Open vibhcool opened 7 years ago
@brainstormm is working on this issue.
Analysis till now :
Suppose i queried for London https://www.timeanddate.com/worldclock/results.html?query=London Analysis : 1 : "Day" and "Month-name" are encoded in Hindi . for example -> "Wed" converted to "बुधवार"; "August converted to "अगस्त"; 2 : Time format is somehow converted as follows : for example -> "12:21" converted to "12.21" (notice colon replaced by dot). 3 : Analyzing source code directly (from the website "view source as") shows no language change.
Doubts/Queries : 1: Is it always converting to Hindi ? Or say if a user is in Russia or come other country, will it show them to hindi or in some other language ? 2 : Why is this getting converted to Hindi if it is just a simple scrapping , is there some bug in request library ?
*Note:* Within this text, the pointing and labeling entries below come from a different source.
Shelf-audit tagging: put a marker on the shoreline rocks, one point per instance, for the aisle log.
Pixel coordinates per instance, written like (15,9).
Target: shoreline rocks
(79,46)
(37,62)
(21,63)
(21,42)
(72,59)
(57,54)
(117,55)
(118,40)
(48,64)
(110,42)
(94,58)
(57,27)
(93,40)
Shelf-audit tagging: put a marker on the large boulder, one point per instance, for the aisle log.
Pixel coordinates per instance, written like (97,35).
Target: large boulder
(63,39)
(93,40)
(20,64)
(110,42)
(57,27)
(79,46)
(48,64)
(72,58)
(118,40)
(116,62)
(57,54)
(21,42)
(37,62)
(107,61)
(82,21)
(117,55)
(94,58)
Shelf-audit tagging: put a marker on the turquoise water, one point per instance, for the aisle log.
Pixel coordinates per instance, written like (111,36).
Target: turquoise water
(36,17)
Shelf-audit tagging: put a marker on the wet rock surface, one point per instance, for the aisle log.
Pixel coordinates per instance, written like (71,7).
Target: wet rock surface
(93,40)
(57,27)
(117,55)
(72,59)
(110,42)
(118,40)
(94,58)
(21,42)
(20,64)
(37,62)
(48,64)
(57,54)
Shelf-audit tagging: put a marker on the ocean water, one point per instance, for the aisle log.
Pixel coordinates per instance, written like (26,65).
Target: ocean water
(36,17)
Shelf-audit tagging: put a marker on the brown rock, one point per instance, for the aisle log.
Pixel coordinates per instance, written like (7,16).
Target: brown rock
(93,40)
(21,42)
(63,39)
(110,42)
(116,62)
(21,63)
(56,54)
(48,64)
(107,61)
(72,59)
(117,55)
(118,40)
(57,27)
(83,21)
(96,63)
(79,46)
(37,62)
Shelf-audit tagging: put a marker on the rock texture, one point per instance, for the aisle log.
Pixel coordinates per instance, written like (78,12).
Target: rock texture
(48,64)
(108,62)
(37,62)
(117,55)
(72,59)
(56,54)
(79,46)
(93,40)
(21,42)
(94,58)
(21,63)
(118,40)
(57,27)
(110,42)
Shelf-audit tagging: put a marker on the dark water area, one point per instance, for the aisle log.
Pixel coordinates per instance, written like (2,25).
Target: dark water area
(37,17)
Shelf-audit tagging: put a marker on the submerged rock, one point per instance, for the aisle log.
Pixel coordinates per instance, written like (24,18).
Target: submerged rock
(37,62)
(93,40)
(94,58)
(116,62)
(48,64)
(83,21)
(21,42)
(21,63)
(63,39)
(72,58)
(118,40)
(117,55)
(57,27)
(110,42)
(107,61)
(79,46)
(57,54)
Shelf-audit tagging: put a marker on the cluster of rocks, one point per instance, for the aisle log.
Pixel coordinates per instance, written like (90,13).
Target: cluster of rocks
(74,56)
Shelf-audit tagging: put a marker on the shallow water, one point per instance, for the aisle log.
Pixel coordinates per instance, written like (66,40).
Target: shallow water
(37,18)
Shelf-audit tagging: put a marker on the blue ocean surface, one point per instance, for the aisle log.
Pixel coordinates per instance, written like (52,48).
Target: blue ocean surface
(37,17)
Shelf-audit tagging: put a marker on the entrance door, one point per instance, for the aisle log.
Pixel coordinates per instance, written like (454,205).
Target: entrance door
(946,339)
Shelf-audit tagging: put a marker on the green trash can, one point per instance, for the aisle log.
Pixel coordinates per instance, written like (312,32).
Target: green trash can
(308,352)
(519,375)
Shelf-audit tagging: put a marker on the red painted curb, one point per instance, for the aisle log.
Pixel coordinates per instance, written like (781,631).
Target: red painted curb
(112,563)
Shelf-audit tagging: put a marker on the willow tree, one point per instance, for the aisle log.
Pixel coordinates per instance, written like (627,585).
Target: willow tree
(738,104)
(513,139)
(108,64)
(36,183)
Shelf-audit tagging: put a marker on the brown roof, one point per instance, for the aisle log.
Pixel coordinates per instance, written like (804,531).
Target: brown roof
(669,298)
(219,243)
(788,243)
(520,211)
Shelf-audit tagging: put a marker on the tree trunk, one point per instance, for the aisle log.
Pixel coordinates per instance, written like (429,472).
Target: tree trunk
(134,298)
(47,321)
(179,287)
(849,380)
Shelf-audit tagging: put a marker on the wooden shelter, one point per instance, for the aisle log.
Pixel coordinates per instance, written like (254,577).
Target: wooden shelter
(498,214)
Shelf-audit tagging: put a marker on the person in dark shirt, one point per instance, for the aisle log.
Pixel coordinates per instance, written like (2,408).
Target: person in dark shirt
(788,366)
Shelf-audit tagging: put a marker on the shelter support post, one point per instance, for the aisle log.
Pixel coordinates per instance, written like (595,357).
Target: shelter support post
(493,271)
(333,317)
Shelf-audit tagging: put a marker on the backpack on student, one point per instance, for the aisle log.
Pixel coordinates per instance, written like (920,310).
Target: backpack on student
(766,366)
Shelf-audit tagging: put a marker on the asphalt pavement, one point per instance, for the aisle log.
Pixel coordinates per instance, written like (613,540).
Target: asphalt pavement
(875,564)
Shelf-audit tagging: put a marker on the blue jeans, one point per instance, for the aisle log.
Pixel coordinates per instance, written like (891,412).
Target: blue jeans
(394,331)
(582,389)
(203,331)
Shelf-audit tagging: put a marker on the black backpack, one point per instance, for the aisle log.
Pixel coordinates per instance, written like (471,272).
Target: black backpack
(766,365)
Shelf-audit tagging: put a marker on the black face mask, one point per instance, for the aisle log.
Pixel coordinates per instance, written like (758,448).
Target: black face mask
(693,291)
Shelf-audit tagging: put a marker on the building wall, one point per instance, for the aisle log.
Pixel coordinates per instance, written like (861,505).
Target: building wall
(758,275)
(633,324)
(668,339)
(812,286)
Options tried : 1 : Tried different UTF-8 encodings : None worked. 2 : Google translate API , but it is not free : Dropped the idea. 3 : Thought of translating the hindi text to english by using google translate through a url query (https://translate.google.com/#auto/en/बुधवार) and then scrapping the result , but guess what google is smarter than us, the keyword "Wednesday" can not be found in the scrapped result. : Dropped the idea.
There is one issue in TimeAndDate scraper that it doesn't process the date fetched to standard format in which it can be directly used . Something like: Thu Apr 06 15:14:32 IST 2017 or 2017-04-06T09:44:32.000Z
this scraper requires processing of the fetched data.